The Empirical Line Method (ELM) enables the calibration of multi- and hyper-airborne/satellite image converting DN or radiance to reflectance values performed by using at ground data. High quality outcome can be reached with the selection of appropriate Pseudo-Invariant Targets (PIT). In this paper, spectral variability of "usual" (asphalt and concrete) and "unusual" (calcareous gravel, basaltic paving, concrete bricks, tartan paving and artificial turf) PITs is retrieved for ELM application. Such PITs are used to calibrate the Multispectral Infrared and Visible Imaging Spectrometer (MIVIS) airborne sensor in 12 different Runs. Firstly, processing of field spectral data enables the evaluation of pseudo-invariance of targets by studying their spectral changes in space and in time. Finally, these surfaces are used as Ground Calibration (GCT) and Validation Targets (GVT) in ELM. High calibration accuracy values are observed in Visible (VIS) range (98.9%) while a general decrease of accuracy in Near-InfraRed (NIR) (96.6%) and Middle-InfraRed (SWIR) (88.1%) are reached. Outcomes show that "usual" surfaces as asphalt and concrete and "unusual" surfaces such as tartan can be successfully used for MIVIS image calibration. (C) 2016 International Society for Photogrammetry and Remote Sensing, Inc. (ISPRS). Published by Elsevier B.V. All rights reserved.

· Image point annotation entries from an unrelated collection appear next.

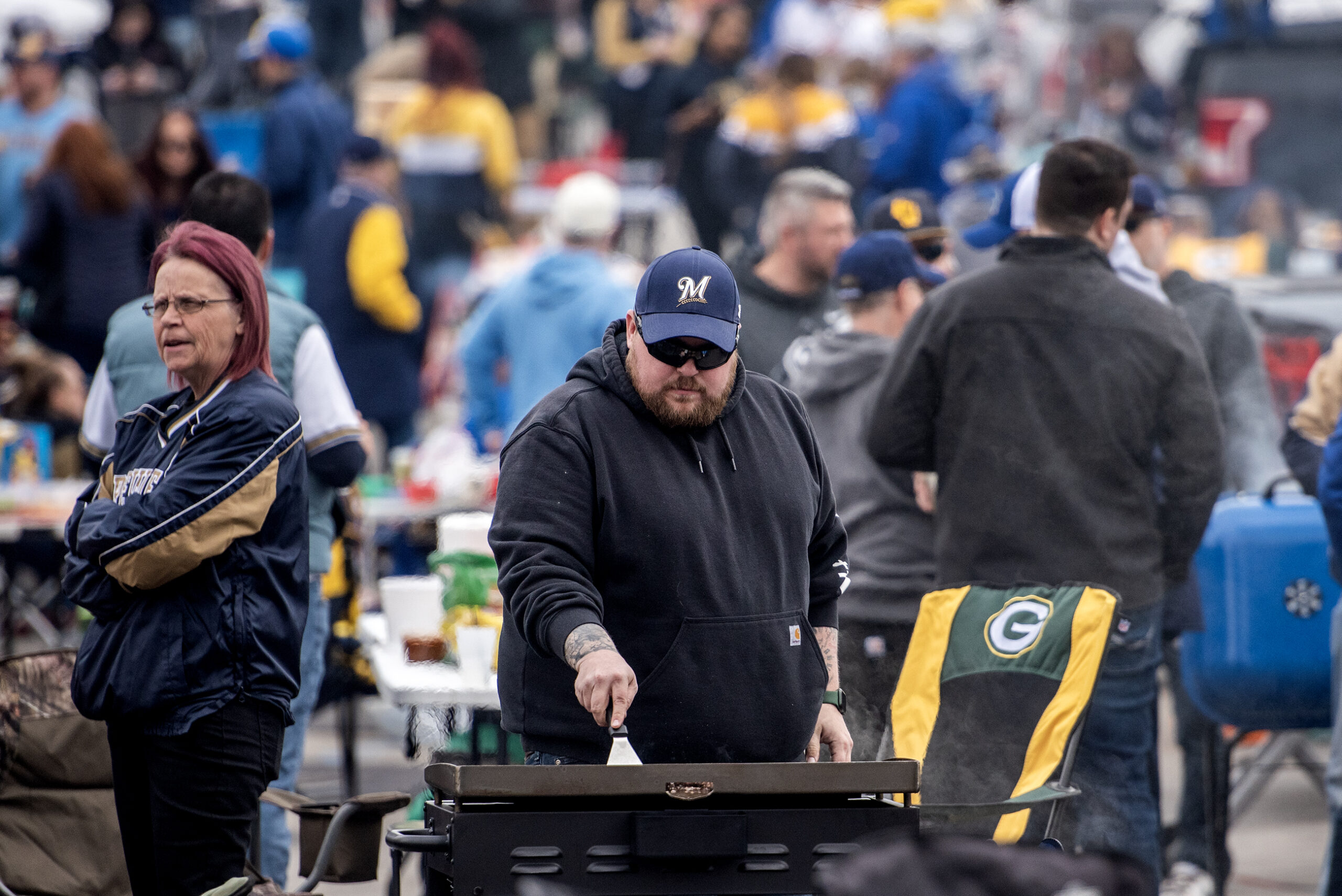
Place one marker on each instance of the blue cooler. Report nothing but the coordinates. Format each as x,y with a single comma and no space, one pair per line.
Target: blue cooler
1267,596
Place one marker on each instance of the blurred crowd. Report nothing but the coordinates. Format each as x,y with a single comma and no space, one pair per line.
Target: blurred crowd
454,199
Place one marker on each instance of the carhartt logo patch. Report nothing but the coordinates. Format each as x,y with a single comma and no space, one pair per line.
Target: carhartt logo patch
1018,625
691,292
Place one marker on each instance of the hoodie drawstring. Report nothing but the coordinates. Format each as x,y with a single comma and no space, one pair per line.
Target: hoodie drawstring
728,443
698,458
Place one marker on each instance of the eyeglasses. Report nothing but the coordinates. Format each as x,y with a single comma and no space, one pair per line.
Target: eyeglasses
675,353
183,304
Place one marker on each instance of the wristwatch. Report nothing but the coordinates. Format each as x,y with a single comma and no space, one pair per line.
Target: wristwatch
838,699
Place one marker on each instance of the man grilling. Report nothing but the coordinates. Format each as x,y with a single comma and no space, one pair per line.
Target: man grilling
669,549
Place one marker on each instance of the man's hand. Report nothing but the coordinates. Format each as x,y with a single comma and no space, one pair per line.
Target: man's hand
604,678
831,731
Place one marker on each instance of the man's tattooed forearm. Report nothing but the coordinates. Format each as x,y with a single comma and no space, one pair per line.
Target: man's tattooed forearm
828,640
583,640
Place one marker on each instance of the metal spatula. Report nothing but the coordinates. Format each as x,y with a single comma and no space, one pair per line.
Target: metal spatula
622,751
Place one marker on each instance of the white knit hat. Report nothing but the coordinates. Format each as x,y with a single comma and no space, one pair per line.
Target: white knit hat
587,207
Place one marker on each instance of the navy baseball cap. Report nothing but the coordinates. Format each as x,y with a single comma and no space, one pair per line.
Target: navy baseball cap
880,261
1148,198
996,229
363,149
912,212
689,293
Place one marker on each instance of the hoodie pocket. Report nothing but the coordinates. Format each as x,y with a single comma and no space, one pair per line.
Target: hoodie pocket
740,688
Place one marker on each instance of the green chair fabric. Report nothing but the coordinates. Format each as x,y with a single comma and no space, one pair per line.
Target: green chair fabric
995,685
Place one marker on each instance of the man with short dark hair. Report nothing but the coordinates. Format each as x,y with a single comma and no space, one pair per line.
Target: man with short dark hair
301,356
837,373
1050,397
669,550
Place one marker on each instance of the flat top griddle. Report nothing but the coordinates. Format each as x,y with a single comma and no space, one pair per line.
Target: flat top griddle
745,779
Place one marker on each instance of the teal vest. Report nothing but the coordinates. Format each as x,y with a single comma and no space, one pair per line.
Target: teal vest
138,375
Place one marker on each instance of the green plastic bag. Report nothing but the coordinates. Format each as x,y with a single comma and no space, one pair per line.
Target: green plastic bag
474,576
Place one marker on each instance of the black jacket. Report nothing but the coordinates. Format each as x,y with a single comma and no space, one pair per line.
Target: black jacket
708,554
771,318
838,376
1039,390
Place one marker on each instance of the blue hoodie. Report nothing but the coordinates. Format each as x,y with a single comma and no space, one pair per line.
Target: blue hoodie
921,118
543,322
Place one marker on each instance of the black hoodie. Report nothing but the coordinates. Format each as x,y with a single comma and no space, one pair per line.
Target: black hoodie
708,554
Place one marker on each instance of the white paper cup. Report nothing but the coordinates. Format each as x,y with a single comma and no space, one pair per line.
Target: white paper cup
475,654
413,606
465,532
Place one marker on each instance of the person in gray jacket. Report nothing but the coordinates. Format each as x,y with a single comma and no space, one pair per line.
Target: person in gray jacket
835,373
806,223
1252,460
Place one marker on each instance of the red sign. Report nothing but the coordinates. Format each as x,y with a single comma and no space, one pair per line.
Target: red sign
1228,128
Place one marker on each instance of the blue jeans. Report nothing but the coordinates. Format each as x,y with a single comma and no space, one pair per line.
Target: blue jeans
1117,809
312,664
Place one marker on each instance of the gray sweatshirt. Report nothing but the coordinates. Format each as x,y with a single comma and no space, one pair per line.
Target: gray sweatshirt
890,557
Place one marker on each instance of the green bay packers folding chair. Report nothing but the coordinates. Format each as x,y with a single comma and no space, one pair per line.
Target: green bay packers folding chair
992,697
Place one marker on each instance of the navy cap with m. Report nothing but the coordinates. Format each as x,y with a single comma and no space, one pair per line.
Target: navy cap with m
880,261
689,293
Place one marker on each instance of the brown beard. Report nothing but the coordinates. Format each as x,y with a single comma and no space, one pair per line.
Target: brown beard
674,415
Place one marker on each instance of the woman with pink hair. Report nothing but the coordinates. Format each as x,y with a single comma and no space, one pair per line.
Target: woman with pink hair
191,553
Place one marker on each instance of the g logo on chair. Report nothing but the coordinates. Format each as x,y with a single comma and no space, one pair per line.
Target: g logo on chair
1018,625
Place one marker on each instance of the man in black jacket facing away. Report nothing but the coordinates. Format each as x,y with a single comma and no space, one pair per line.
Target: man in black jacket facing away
669,548
1075,436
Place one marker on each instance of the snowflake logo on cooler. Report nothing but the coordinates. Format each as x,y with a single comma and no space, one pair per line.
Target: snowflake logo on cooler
1304,599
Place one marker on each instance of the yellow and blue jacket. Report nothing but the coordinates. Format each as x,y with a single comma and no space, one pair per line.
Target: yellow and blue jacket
458,157
355,258
191,554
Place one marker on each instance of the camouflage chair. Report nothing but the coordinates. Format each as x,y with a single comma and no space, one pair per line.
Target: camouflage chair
58,818
992,697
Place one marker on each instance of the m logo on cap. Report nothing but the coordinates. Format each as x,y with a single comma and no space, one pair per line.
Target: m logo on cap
1016,628
693,293
906,212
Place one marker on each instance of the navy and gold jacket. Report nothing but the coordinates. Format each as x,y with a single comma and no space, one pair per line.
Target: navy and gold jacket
191,553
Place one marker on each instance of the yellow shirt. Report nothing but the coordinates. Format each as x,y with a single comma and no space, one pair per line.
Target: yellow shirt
375,263
808,117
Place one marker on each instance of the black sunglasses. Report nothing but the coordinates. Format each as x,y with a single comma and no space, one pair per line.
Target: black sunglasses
675,353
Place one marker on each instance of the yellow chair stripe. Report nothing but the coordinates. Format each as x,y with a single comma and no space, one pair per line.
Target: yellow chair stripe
1090,630
918,693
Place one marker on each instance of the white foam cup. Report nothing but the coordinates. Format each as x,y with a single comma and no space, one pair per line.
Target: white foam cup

机译:经验线法(ELM)可以校准多空和超机载/卫星图像,将DN或辐射率转换为通过使用地面数据执行的反射率值。通过选择适当的伪不变目标(PIT),可以达到高质量的结果。在本文中,检索了“常规”(沥青和混凝土)和“非常规”(石灰石,玄武岩铺路,混凝土砖,格子呢铺路和人造草皮)PIT的光谱变异性,以用于ELM应用。此类PIT用于在12个不同的运行中校准多光谱红外和可见成像光谱仪(MIVIS)机载传感器。首先,对现场光谱数据的处理可以通过研究目标物在空间和时间上的光谱变化来评估目标的伪不变性。最后,这些表面在ELM中用作地面校准(GCT)和验证目标(GVT)。在可见光(VIS)范围内观察到较高的校准精度值(98.9%),而近红外(NIR)(96.6%)和中红外(SWIR)(88.1%)的精度普遍下降。结果表明,“正常”表面(如沥青和混凝土)和“异常”表面(如格子呢)可以成功用于MIVIS图像校准。 (C)2016国际摄影测量与遥感学会(ISPRS)。由Elsevier B.V.发布。保留所有权利。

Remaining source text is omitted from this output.